In fact both have already happened.  My girl was pushed into the boys bathroom and they barred the door on her once, and then she was tripped on the stairs.. and things kept happening.  My wife went to talk about it with the teacher and the teacher agreed there was a problem.  The bully`s parents came in and it appeared the bullier was having trouble at home because of a new baby brother.  She probably didn't think she was getting the love she used to get and was probably angry about it and took it out in part on my daughter who was actually her friend.  They never stopped being friends, but it was touch n go for a while.  We didn't want her to be friends with someone who was pushing her around and hurting her physically sometimes. 

The thing is, it seems, bullying and bullies existing in childhood is endemic,  even across all generations and countries.  Can we divide kids into three groups?  The bullies, the bullied, and the bystanders who usually don't do anything but are usually a friend of bully or bullied.

It makes me wonder, the sociologist that I am, whether there is some inherent purpose for bullying?  It  either plays a role of vying for head of the group or functions as socializing youngsters to act the way of the group.  For example the bullied can often be the weaker "weirdos" who profess an alternative way of thinking or acting than what is normal.  Then you get the bully to put them in their place and make them act "like the rest of us" and doesn't let the person be alternative because that would destroy or weaken the mores, the social fabric, of the group.  
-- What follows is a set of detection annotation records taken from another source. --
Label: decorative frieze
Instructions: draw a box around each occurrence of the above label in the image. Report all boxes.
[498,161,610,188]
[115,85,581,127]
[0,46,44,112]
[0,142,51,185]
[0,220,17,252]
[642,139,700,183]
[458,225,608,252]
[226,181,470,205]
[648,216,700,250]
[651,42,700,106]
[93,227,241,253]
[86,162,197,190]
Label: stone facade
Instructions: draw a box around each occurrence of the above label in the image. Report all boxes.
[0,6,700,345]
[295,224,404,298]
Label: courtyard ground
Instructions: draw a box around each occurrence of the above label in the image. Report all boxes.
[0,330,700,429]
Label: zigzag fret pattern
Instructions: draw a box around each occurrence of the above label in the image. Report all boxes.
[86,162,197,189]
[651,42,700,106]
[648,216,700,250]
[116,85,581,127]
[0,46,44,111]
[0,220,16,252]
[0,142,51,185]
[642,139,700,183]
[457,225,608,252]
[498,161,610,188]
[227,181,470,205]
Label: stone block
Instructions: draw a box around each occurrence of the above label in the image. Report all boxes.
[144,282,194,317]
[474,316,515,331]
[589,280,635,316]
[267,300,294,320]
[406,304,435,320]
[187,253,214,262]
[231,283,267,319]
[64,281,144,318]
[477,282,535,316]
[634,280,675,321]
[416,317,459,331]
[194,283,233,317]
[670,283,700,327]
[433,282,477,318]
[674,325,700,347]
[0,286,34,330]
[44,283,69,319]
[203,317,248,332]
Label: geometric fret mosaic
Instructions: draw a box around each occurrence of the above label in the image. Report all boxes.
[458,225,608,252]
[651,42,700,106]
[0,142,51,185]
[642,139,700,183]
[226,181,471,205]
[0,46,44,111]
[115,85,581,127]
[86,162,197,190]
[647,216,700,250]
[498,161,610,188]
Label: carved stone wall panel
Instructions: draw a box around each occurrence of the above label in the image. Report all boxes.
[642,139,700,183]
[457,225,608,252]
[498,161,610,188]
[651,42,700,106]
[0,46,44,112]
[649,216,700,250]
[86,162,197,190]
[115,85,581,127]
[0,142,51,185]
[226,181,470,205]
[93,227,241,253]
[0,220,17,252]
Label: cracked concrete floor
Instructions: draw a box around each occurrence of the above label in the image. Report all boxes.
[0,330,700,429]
Or else bullys form some pecking order of strength, like in a gang or a circle of people.  The best bullyers will of course be the leaders. The real tough guys.  In the past the biggest bullies in fact might have been rewarded with the best food or the best mating choices.  Maybe they still do.  

Bullying grows out of some social purpose for carrying forward group mores and group socialization.  Or else it establishes the leader and hierarchy of the group.  And humans are a very hierarchical animal.  Here is a good article, strangely from Forbes magazine, which puts the finger on the issue  

That is,  in the old days when it was Us vs Them.  Haven't we evolved to, "Us vs Ourselves"? 

Image result for bully the movie Haven't we evolved, outgrown this earlier "need" for both the method for achieving a hierarchy (through bullying) and the necessity to spurn those different from us?  In fact  these days, we need differences in communities and groups.  The more diversified a group you grow up in, the stronger the individuals we have for society and for even leading society.  Sadly, the bullying still exists and has not kept up with our evolutionary growth.  Or, just as sadly, bullying still is an effective method for both "putting people in their places" and establishing who carries more weight around in this street, school or community.  

In my next installment I will be remembering a bully from my time and see where he is today.  

Tuesday, May 31, 2016

Memory Dept 1: A Couple Crude Things I Might Teach My Children

I am not happy about this.   I don't want to be a crude Father and I am not the type of Father to let my children say bad words, use bad sign language (the middle finger), or bathroom humor in general.  My older daughter got a serious yelling at recently when she gave the middle finger to some older kids.  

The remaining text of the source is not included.